Growing up in a small Ugandan village in the seventies, Kirabo's world is far removed from modern 'western' life. Her father, Tom, and Aunt Abi visit from the city but life at home in Nattetta is still strongly traditional, following a way of life that has remained largely unchanged. Tribal hierarchies are still firmly in place, with men in charge as the owners of the land and animals which represent wealth, but the women still tell stories, passed through the generations from mother to daughter, of when they were as powerful, if not more so, than men. Kirabo wants more from life than her village can offer, and when her father sends her to boarding school she looks well on the way to achieving it, but two things still unsettle her - the identity of her unknown mother, and her love for a village boy, Sio.
The First Woman is a coming of age tale with strong themes of women's friendship and independence.
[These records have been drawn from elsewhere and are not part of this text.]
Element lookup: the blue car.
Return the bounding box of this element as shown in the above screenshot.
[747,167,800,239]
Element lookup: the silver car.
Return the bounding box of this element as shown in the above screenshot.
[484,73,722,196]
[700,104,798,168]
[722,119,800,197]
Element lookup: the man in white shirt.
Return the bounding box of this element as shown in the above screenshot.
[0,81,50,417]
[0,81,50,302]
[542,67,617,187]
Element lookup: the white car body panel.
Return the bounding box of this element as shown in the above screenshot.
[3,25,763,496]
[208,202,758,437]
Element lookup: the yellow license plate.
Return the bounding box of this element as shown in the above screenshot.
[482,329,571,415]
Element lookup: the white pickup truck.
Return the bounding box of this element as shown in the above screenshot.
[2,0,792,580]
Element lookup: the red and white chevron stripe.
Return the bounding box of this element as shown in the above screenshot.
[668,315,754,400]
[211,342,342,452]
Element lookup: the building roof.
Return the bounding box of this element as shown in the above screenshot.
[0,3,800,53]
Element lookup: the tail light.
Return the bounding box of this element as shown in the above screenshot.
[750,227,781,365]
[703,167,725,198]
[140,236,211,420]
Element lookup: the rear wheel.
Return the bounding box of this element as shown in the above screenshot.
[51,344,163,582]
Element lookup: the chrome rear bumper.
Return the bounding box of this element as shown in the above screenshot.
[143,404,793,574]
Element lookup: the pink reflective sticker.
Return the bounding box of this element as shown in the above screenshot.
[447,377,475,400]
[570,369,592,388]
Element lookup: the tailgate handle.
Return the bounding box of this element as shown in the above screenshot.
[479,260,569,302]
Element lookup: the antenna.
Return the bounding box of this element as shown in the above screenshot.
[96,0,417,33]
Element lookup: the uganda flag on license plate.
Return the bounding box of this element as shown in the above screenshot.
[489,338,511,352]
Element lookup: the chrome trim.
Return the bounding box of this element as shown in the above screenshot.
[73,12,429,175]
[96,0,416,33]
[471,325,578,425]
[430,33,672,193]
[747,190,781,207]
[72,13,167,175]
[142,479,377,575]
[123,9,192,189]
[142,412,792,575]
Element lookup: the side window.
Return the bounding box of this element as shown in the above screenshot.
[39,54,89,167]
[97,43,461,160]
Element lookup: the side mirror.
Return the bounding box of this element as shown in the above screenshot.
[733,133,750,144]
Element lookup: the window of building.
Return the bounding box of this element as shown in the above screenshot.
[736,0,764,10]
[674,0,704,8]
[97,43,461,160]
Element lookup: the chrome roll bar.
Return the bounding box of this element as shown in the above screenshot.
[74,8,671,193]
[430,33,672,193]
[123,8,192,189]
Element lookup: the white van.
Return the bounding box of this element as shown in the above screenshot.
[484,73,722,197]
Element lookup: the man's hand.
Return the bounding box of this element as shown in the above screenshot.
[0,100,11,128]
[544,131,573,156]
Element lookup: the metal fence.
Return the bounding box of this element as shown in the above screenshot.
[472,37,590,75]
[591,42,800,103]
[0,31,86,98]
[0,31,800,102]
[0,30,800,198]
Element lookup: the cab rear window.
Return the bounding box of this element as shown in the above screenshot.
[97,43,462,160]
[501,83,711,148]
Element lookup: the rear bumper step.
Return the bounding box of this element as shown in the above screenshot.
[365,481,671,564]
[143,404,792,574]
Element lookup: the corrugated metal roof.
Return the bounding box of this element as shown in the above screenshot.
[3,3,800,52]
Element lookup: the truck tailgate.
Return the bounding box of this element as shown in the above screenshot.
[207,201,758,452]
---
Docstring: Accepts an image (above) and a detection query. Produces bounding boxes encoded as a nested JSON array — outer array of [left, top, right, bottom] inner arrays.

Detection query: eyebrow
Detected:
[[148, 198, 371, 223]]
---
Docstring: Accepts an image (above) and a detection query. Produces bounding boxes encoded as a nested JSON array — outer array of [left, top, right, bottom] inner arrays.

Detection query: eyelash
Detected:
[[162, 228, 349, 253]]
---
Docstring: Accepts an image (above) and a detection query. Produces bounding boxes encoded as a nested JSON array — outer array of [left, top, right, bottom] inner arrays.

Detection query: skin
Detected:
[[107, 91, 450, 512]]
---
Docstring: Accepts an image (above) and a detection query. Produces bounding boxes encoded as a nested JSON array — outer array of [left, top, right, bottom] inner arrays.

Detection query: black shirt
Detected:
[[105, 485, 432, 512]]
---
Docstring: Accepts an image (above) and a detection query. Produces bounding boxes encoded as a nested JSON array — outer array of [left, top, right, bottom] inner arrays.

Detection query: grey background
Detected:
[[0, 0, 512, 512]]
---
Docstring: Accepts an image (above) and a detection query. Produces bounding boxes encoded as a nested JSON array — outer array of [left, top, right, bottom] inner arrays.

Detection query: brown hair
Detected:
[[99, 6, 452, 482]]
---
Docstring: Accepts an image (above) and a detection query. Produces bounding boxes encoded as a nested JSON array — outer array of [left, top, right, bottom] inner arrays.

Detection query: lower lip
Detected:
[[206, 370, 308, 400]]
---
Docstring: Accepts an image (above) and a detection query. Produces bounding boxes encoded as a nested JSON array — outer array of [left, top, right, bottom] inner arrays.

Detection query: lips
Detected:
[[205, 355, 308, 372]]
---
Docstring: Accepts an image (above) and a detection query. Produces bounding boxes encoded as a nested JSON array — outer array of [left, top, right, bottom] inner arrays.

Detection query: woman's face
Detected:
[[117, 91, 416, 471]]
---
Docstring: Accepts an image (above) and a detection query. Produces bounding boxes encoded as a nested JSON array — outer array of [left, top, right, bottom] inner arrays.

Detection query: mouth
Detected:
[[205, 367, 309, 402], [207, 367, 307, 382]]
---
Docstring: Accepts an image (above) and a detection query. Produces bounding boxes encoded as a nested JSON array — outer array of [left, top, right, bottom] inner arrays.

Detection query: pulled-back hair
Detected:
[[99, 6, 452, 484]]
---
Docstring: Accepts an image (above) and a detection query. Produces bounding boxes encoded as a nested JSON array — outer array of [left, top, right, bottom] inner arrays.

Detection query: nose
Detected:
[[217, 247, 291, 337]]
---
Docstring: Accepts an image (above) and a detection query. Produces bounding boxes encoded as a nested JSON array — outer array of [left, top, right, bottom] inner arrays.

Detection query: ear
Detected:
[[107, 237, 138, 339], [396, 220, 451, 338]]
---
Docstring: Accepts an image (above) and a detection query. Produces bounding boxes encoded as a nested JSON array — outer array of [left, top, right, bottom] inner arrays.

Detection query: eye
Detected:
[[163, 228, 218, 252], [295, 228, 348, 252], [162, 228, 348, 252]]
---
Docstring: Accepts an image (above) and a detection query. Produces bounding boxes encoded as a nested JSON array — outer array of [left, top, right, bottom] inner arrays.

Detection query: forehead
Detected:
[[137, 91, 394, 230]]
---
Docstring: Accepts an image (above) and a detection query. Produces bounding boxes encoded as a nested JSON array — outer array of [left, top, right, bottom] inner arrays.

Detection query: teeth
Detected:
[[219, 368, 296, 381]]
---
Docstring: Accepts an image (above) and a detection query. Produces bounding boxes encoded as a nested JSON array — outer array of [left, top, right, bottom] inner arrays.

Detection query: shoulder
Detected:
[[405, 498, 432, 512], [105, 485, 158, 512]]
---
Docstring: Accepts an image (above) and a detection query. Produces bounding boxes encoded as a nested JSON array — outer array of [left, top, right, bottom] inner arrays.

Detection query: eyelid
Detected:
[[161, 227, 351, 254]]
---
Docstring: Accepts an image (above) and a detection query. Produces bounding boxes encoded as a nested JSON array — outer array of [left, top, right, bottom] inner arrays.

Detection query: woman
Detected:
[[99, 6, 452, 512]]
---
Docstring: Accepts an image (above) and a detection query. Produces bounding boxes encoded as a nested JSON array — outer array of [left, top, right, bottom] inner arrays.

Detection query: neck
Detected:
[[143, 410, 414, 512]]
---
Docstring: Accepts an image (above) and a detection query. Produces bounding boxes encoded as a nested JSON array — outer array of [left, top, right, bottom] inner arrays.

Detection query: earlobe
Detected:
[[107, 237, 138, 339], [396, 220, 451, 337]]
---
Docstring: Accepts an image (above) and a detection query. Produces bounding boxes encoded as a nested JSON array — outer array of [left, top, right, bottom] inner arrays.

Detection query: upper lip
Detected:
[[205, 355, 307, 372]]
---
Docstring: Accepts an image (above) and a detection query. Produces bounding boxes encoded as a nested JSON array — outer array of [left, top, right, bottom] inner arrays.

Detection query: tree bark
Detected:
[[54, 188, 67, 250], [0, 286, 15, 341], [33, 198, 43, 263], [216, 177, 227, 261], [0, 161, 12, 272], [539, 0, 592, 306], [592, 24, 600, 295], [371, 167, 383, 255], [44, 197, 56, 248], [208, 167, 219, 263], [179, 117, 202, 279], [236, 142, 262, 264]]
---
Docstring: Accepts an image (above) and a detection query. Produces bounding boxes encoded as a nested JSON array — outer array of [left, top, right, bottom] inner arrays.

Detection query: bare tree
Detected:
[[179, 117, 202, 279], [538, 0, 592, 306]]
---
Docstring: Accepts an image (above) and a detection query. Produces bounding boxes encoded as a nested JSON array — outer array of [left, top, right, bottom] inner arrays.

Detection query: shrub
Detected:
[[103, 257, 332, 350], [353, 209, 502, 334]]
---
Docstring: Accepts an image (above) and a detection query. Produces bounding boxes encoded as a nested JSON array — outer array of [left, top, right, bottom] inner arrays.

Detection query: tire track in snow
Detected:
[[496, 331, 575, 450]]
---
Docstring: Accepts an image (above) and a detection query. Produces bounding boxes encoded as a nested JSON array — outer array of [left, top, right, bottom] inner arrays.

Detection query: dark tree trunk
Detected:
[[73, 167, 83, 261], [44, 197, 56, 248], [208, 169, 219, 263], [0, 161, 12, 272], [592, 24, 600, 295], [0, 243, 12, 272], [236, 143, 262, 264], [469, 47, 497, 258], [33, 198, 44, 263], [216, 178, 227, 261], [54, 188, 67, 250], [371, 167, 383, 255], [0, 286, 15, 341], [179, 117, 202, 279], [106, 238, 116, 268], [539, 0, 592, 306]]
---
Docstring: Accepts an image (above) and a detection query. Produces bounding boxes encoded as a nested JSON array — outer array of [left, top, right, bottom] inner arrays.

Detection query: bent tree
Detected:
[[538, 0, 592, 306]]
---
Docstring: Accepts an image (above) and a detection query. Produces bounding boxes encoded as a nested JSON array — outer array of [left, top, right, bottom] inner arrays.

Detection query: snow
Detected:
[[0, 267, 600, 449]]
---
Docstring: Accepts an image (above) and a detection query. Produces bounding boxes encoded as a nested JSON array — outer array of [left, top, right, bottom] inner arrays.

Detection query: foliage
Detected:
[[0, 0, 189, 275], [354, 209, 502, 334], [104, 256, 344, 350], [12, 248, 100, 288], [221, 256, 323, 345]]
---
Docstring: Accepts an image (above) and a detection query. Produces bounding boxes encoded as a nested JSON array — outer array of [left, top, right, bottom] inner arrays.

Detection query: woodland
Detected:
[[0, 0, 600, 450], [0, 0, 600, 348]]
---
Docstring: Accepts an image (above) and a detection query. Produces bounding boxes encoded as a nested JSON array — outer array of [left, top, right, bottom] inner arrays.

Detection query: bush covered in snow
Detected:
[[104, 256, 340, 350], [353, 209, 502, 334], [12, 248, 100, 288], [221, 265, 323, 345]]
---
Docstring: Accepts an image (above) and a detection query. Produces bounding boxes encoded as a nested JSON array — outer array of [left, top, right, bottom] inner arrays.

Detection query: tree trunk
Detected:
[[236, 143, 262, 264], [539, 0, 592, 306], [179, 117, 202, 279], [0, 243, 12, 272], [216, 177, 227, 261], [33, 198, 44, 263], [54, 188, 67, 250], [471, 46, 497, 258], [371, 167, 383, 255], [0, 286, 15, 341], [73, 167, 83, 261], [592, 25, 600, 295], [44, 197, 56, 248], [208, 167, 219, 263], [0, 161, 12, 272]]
It's one of those titles that you start out assuming it refers to the heroine, Kirabo, but could equally belong to others - the Ugandan version of Eve in the creation myth, Kirabo's mother (as the mother of Tom's first child), Nsuuta the first love of Kirabo's grandfather, or the country's first female president ( a role Nsuuta believes Kirabo could achieve). As the titled is multi-layered, so is the story itself.
The story centres on Kirabo, on one girl finding her own way to adulthood, and understanding her place in the world by discovering both her past through her mother's identity, and that of her family through the friendship and rivalry of grandmother Alikisa and the 'witch' Nsuuta. On the side though I learned a lot about Ugandan history - from the influence of missionaries, Idi Amin's dictatorship and the war which ended it, to its culture and traditional way of life, and the conflict, at both a personal and wider level, between that culture and the new 'modern society' of the cities.
I hadn't heard of Jennifer Nansubuga Makumbi before I caught her event at this year's online Edinburgh Book Festival. Hearing her talk about and read from The First Woman, I decided to track it down and explore more by this author billed by the festival as 'Uganda's First Woman of Fiction'. I'm really glad I did.